Cuando el peso de la soledad
despertó la nostalgia, fue a buscarla para enseñarle su última pintura: la
tristeza gris de su alma en un autorretrato. Demasiado tarde. Donde todos
contemplaban la intimidad del autor, ella solo veía la imagen de la vanidad. Él
se había vuelto invisible.
miércoles, 25 de mayo de 2016
Recuerdos de ojal
Con
su regalo, descubrí que la vida cabe en una pequeña lata de golosinas. Aquellos
caramelos habían sido sustituidos por una suerte de botones, de distintos
tamaños y formas, que mamá había conservado con esmero. Los azules de mi uniforme
escolar, los de madera de mi trenca favorita, los redondos y nacarados de mi
vestido de novia...
Atrás
quedaron las tardes de labores en casa, llenas de confidencias y puntadas. Pero, a pesar de que nunca más
volví a armarme de aguja e hilo, encontré en aquel set de costura trocitos de
un pasado que me devolvían al hogar cuando los ponía sobre mi mano.

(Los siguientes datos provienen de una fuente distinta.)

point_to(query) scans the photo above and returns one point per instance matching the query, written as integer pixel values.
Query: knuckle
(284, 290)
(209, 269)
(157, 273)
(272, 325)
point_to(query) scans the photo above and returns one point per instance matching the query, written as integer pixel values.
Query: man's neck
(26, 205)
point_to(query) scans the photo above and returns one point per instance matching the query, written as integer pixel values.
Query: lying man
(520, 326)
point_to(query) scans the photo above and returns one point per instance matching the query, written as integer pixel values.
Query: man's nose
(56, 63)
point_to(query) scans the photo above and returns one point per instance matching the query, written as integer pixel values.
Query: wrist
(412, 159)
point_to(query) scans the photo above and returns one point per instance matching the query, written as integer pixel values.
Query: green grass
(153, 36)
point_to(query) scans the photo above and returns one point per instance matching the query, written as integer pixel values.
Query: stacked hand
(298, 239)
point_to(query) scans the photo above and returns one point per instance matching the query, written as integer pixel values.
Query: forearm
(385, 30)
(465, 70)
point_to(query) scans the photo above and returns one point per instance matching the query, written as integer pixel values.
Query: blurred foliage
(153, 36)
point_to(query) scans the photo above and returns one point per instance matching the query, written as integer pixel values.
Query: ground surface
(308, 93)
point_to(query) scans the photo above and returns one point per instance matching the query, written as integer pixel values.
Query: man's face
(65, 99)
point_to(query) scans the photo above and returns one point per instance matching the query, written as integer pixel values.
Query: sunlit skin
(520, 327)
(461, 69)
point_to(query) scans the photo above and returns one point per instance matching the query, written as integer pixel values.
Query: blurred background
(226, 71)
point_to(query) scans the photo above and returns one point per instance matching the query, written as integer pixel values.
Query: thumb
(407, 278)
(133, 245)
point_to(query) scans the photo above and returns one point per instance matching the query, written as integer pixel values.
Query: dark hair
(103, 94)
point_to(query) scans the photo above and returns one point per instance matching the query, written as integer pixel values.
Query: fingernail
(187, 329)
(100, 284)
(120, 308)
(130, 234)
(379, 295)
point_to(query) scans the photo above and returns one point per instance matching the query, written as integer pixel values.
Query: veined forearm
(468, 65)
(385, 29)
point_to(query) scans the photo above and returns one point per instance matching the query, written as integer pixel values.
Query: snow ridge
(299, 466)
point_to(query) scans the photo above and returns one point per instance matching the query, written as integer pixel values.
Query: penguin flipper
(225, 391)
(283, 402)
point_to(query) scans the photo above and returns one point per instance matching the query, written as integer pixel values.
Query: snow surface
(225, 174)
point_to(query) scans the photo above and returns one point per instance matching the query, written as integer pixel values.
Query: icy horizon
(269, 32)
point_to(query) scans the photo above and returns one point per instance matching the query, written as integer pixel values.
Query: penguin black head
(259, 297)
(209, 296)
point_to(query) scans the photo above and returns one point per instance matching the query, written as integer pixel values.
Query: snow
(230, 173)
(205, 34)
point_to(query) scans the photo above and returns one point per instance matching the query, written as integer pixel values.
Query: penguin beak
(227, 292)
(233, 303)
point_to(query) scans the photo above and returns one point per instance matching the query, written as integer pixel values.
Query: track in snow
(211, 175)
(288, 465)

martes, 17 de mayo de 2016
lunes, 16 de mayo de 2016
Donde tú estés
Mi cuerpo oscila sobre las olas, y dibuja sombras imposibles bajo la luna. Las algas, gusanos de caricias acuosas, acunan mi desmemoria en un constante vaivén. Me siento como un delfín entregado al juego de las mareas en alguna vida anterior, en otro mar. Mas la brisa nocturna es fría y me hace estremecer. Este no es mi lugar; me desconozco. Mi pesada naturaleza insiste en sumergirse para hallar refugio; un hogar sin olor a sal, sin estrellas en el cielo.
El abrazo del océano hunde el miedo lentamente, y regreso a una ingravidez familiar, a mi primer silencio, a mi esencia última. Soy un pez perdido en un cruel descenso. A cada bocanada, una punzada salvaje me arranca recuerdos a jirones, sensaciones que me llaman desde la luz. Me resisto a subir. No puedo... no quiero.
Solo entonces descubro mi humanidad, mis piernas inmóviles, mis manos vacías aferrando la nada en mi regazo. Al apretar mis párpados veo de nuevo la barcaza naufragar. No encuentro a mi niño. Araño feroz el muro de agua que me aplasta, y solo me devuelve la inmensidad de mi pérdida. Vencida, me rindo a las profundidades en busca de mi pequeña criatura abisal.